I hate golf. It’s the sport of Donald Trump. It’s the sport of environment trashing. It’s the sport of rightwing suburbia (Fidel Castro’s affection for the game was, I’m sure, just a case of knowing the enemy). And it’s a sport that’s really a leisure industry (though some of the outfits are rather dishy).
But there is one too often neglected aspect of the game that even I have to admit deserves total respect – particularly today, as the Ryder Cup trundles to its final hole. Sports fans, whether we love golf or hate it, should recognise the huge service this tournament has done for English, and British, sport – a service that gives the lie to all those who, jumping on the back of the Sam Allardyce affair, have accused our national games of still being imbued with, or even governed by, the Rule Britannia spirit.
Talking of Big Sam is a reminder of golf’s strange attraction to pro footballers. Indeed, golf often seems to be football in disguise, with the papers appearing to have more photos of footballers on the fairway than in the penalty area. (What do golfers do in their downtime? Play football.) And when I was growing up, in the 70s, acquiring a rudimentary sense of history, it was our footballers who gave me the belief that we – that is, England – were the best in the world.
After all, we invented the game. We had recently won the World Cup (1966). We had more recently been stopped from winning the World Cup by having our ace goalkeeper poisoned (1970). And so on the evening of 29 April 1972, as England faced West Germany at Wembley (in an excitingly rare televised game) I recall to this day being 100% certain that the result would be a royally enjoyable England win, especially as our ace goalkeeper was now safe from dodgy foreign grub.
Like I said, my grasp of history was rudimentary. Forget the grub: England were gubbed. As Hugh McIlvanney wrote in the following day’s Observer: “No Englishman can ever again warm himself with the old assumption that, on the football field if nowhere else, the Germans are an inferior race.”
Still, a sport-mad patriotic teenager had other sports to warm him in that decade. Cricket: regular drubbings at the hands of Lillee, Thompson and any number of fabulous West Indies players. The Olympics: a world-beating 13th place in the 1976 medal table. Rugby union: just ask any Welsh supporter (or Scottish, or Irish, or French).
So the notion that the mother country was a paragon of sporting virtue was crumbling long before the Tories had sold off one school playing field. But what gave it the coup de grace was good old golf and its three-day leisure convention we call the Ryder Cup.

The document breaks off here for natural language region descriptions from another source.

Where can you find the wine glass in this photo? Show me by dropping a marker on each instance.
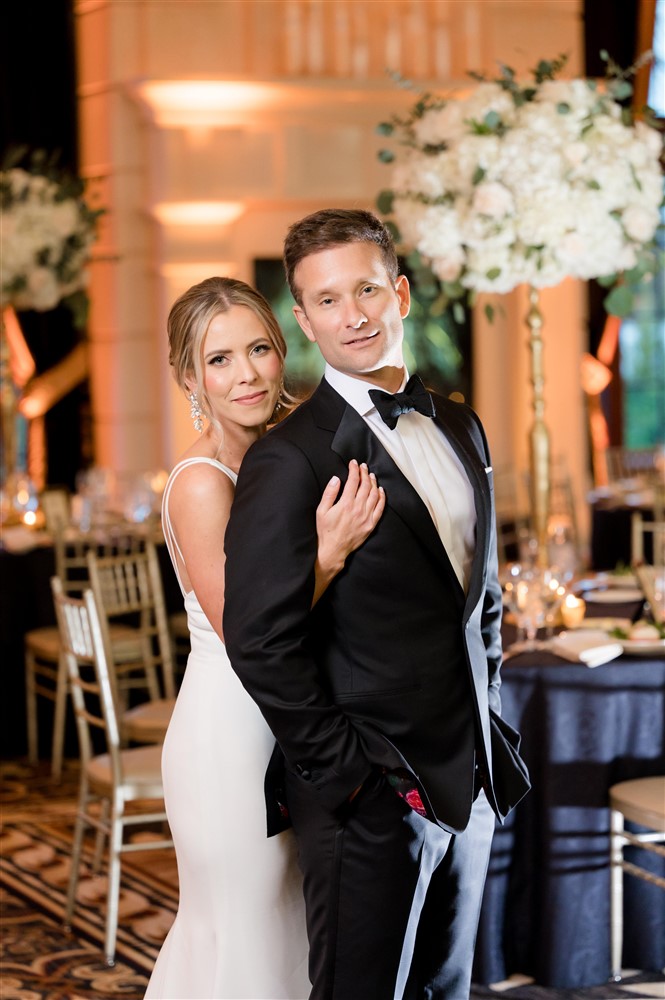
(524, 591)
(553, 593)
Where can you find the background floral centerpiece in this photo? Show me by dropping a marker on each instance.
(46, 234)
(528, 182)
(47, 231)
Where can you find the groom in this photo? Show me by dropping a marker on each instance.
(392, 757)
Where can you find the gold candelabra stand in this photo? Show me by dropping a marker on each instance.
(539, 438)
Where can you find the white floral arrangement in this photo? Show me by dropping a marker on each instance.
(530, 182)
(45, 239)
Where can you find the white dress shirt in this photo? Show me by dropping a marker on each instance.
(426, 458)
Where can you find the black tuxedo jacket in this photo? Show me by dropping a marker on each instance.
(395, 666)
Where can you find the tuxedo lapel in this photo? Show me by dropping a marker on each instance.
(353, 439)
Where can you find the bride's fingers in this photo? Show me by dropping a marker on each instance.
(375, 514)
(329, 496)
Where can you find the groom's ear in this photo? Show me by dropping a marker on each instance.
(303, 323)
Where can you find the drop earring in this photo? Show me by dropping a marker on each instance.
(195, 411)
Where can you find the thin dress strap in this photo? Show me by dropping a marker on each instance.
(167, 527)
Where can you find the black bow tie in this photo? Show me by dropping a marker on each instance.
(414, 397)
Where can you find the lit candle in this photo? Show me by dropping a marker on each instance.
(572, 611)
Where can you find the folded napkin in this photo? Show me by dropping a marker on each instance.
(589, 646)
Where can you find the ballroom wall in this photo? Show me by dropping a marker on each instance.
(208, 127)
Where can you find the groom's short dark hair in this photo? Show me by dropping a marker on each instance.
(333, 227)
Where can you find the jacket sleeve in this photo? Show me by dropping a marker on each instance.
(492, 601)
(270, 550)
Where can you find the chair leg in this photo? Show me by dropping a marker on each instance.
(113, 897)
(100, 837)
(76, 858)
(616, 893)
(31, 707)
(58, 746)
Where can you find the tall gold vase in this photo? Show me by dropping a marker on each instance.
(539, 438)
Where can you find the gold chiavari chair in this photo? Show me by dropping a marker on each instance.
(110, 781)
(129, 586)
(45, 671)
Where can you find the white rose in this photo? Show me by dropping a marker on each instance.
(575, 153)
(493, 199)
(449, 266)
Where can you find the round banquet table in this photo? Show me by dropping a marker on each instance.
(546, 905)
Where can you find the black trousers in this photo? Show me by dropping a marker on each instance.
(392, 900)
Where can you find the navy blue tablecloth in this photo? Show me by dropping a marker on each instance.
(546, 905)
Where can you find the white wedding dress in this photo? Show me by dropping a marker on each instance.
(239, 933)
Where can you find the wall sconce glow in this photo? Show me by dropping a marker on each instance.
(186, 273)
(198, 213)
(192, 103)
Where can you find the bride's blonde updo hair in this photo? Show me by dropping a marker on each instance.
(188, 323)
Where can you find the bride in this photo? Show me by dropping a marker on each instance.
(240, 929)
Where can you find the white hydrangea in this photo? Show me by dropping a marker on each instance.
(494, 192)
(45, 241)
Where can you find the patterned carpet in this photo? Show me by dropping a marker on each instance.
(42, 961)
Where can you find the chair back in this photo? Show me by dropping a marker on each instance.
(87, 658)
(644, 464)
(56, 507)
(128, 586)
(71, 549)
(647, 541)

The tournament, set up by the St Albans seed merchant Sam Ryder in the 1920s, had not been going well for the Britain and Ireland team. By 1979, our sorry record read: won three, lost 22 (one tie). The Americans were losing interest.
So how did the sport of rightwing suburbia react in the era of Europe-bashing Thatcherism? It invited Europe on board. Out with lose Britannia, in with rule Europa.
Since the golfers started looking outwards, things have looked up: the European record since 1979 reads: won eight, lost seven (one tied).
But it’s not just this achievement for which I doff my cap to the game of golf. It’s also the example it has set to our other great sports. From Arsenal to Liverpool – and Huddersfield – our football clubs have opened themselves up to foreign expertise; the era when the British game shunned the World Cup is another country. British rugby union has embraced the southern hemisphere, and even France. Perhaps most extraordinary, the national cricket team has – gasp – an Australian coach.
Yes, this afternoon the golfers may need a repeat of 2012’s Miracle at Medinah to retain the Ryder Cup. But there’s one victory that can never be taken from them: giving the nationalists a good old-fashioned clubbing.